Le loup, le canard et la souris

Résumé

Un petit matin, une souris croise un loup. Le loup la dévore vite fait. « Pauvre de moi ! Je suis coincée dans le ventre de la bête. C’est la fin ! » C’est sans compter la présence d’un canard, joliment installé malgré le peu de lumière, qui prépare un dîner aux chandelles et une petite danse pour son invité. « Je vis très bien ici. J’ai peut-être été avalé, mais je n’ai aucune intention d’être mangé ! »

Le loup, le canard et la souris : un album jeunesse surprenant et audacieux

Cet album jeunesse a rejoint ma liste de lecture via la Bibliothèque d’Alsace principalement pour une raison très précise : il est illustré par Jon Klassen.

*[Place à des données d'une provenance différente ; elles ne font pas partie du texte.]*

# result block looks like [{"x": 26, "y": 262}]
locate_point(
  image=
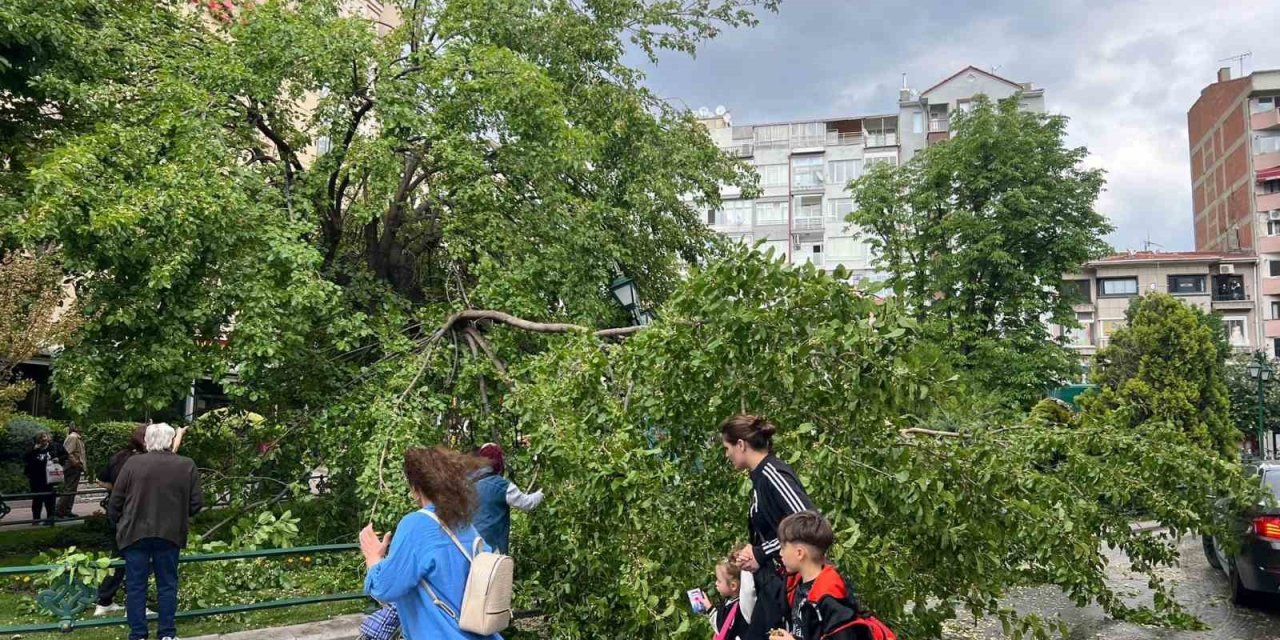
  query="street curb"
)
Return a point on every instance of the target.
[{"x": 342, "y": 627}]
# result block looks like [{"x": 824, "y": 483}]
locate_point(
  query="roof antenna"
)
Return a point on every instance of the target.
[{"x": 1238, "y": 59}]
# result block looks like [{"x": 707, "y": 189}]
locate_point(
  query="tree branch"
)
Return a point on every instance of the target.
[{"x": 519, "y": 323}]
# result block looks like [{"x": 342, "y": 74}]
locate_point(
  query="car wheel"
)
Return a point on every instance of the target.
[
  {"x": 1240, "y": 595},
  {"x": 1211, "y": 553}
]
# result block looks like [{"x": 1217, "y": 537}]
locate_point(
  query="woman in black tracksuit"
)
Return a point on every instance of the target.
[{"x": 776, "y": 493}]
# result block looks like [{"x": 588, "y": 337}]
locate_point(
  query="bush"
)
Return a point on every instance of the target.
[{"x": 103, "y": 439}]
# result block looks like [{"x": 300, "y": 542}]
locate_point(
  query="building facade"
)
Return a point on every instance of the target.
[
  {"x": 1217, "y": 283},
  {"x": 804, "y": 168}
]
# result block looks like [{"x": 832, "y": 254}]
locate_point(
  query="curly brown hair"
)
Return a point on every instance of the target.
[{"x": 444, "y": 478}]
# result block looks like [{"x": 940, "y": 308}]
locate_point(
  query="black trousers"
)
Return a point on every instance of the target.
[{"x": 48, "y": 502}]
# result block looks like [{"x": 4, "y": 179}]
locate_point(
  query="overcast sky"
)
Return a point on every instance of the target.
[{"x": 1125, "y": 72}]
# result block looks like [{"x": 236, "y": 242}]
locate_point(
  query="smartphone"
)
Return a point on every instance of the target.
[{"x": 699, "y": 602}]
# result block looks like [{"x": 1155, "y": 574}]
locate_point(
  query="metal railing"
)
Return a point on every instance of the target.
[{"x": 67, "y": 617}]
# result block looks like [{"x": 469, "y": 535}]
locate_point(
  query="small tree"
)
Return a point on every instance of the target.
[
  {"x": 1168, "y": 364},
  {"x": 35, "y": 314},
  {"x": 976, "y": 233}
]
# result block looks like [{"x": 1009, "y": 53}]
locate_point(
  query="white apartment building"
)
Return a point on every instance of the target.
[{"x": 805, "y": 167}]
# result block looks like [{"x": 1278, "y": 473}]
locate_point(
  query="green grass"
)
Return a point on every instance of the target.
[{"x": 10, "y": 603}]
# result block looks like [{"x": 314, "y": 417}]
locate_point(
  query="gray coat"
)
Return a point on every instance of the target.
[{"x": 154, "y": 497}]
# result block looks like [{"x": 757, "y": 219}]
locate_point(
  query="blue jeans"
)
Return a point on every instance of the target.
[{"x": 141, "y": 558}]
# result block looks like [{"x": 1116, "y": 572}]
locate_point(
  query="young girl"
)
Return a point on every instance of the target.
[{"x": 728, "y": 622}]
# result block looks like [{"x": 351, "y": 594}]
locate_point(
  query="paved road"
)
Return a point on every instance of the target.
[{"x": 1198, "y": 586}]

J’avais déjà croisé son travail avec des ressentis assez variés, alors j’avais envie de continuer à explorer son univers pour me faire un avis plus tranché. Et une chose est sûre : Le loup, le canard et la souris ne prend pas les enfants pour des naïfs.
 
Dès les premières pages, le ton est donné. Comme dans Je veux mon chapeau, un animal se fait avaler. Mais loin d’être une fin, cet événement marque en réalité le début d’une aventure totalement inattendue. On retrouve cet humour absurde, un peu décalé, mais toujours fin et accessible. J’ai même lu un passage à voix haute, et je me suis surprise à rire comme une enfant. Ce type de lecture, qui amuse autant l’adulte que l’enfant, est assez rare pour être souligné.

"- Quand j'étais dehors, j'avais toujours peur de me faire avaler pas un loup. Ici, je ne m'en fais plus."

Une aventure drôle et pleine de malice

Ce qui fonctionne particulièrement bien dans Le loup, le canard et la souris, c’est la capacité de Mac Barnett à jouer avec les codes classiques des récits animaliers. Oui, on est bien sur une histoire liée à la chaîne alimentaire, mais revisitée avec une intelligence et une malice étonnantes. L’intrigue prend rapidement une tournure inattendue et embarque le lecteur dans une situation aussi improbable que réjouissante.
 
J’ai ressenti tour à tour de l’inquiétude, de l’amusement, et surtout beaucoup de curiosité face à ce qui allait suivre. Et cette fin… vraiment, c’est une pépite. Elle vient sublimer tout le reste avec une chute parfaitement maîtrisée. C’est typiquement le genre d’album qui reste en tête après la lecture, et qu’on a envie de relire ou de partager.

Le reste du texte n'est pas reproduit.